Edith Fraenkel, deren Name mir schon so lange bekannt war, ohne daß ich hinter ihm ein Gesicht finden konnte, war nicht spurlos verschwunden. Hier, in diesem Archiv, aus dieser vergilbten, verstaubten Akte kam sie mir entgegen. Gleichzeitig wußte ich, daß es eine Akte der Gestapo, der Justiz und der Zuchthauswärter war, sie spricht nicht Ediths eigene Sprache. Aber ich versuchte, mir Ediths Bild aus all diesen Vordrucken und gestempelten Formularen zusammenzusetzen. Das Einlieferungsprotokoll bestand aus mehreren Fragebögen, auf denen die gewünschten Auskünfte angekreuzt waren.
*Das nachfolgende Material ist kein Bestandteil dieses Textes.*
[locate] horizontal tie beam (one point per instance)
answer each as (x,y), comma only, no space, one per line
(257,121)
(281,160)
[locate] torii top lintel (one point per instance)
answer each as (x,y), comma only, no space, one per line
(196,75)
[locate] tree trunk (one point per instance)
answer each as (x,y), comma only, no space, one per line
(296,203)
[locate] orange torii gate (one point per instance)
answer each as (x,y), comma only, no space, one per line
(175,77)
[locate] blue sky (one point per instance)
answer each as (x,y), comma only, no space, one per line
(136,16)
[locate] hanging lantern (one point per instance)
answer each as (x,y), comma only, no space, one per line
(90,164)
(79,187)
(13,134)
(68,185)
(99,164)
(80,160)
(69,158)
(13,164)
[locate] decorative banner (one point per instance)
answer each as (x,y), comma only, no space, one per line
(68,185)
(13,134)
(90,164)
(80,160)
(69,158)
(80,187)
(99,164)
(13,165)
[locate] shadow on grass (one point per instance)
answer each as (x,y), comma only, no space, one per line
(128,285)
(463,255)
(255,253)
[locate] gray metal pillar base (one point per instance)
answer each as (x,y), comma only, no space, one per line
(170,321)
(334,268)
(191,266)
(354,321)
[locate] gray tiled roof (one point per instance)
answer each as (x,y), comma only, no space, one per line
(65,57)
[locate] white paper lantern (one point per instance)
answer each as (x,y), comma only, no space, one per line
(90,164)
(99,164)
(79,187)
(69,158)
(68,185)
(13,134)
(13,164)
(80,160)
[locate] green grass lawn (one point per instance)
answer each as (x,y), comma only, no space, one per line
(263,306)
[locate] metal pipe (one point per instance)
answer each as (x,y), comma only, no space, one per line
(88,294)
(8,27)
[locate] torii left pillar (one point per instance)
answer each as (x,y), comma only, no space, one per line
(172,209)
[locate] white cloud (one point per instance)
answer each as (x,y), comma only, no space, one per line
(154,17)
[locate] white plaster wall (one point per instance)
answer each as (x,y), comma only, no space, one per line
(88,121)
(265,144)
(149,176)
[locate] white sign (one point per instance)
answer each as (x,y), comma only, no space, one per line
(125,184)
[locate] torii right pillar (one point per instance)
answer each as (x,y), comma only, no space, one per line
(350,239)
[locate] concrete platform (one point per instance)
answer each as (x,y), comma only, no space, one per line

Daraus ging hervor:

Die Strafgefangene Edith Fraenkel, zwanzig Jahre alt, hatte kein unversorgtes Kind.

Sie überstand bereits Masern, Röteln, Keuchhusten, Windpocken, Ziegenpeter und eine chronische Mandelentzündung.

Bei der Einlieferung litt sie an Bronchitis.

Ihr Arbeitsbuch von den Siemens-Schuckert-Werken verwies auf ihre letzte Adresse in Berlin, in der Pfalzburger Straße 86.

Sie war für Einzelhaft geeignet.

Arbeitsfähig. Sogar moorarbeitsfähig.

Sie war 1,68 m groß, von kräftiger Gestalt, hatte dunkelblondes Haar und ein ovales Gesicht. Ihre Augen waren graublau, die Augenbrauen bogenförmig. Die Nase klein, Ohren, Mund unauffällig, die Zähne vollständig. Ihr Gang war aufrecht.

Bekleidet war sie bei der Einlieferung mit einem braunen Mantel und braunen, schadhaften Strümpfen. Mit schwarzen, kaputten Schuhen.

Diese Schuhe und diese Strümpfe muß sie schon monatelang getragen haben. In der Akte stand, daß sie schon seit dem 8. Juli 1942 in Haft war, zuerst im Berliner Polizeigefängnis, dann im Gerichtsgefängnis Charlottenburg. Einige der Unterlagen von dort waren auch in Ediths Cottbuser Akte gelangt. Ich fand die Sprechzettel, die nach jedem Besuch wieder abgegeben werden mußten. Ihr Verlobter Robert Mohn und ihre Mutter Olga hatten sie im September im Gerichtsgefängnis besucht. Robert Mohn durfte sie dann noch am 19. Oktober, am 2. und am 27. November sprechen, die Mutter am 8. Oktober. Da war Olga Fraenkel also noch nicht »n. O. verzogen«.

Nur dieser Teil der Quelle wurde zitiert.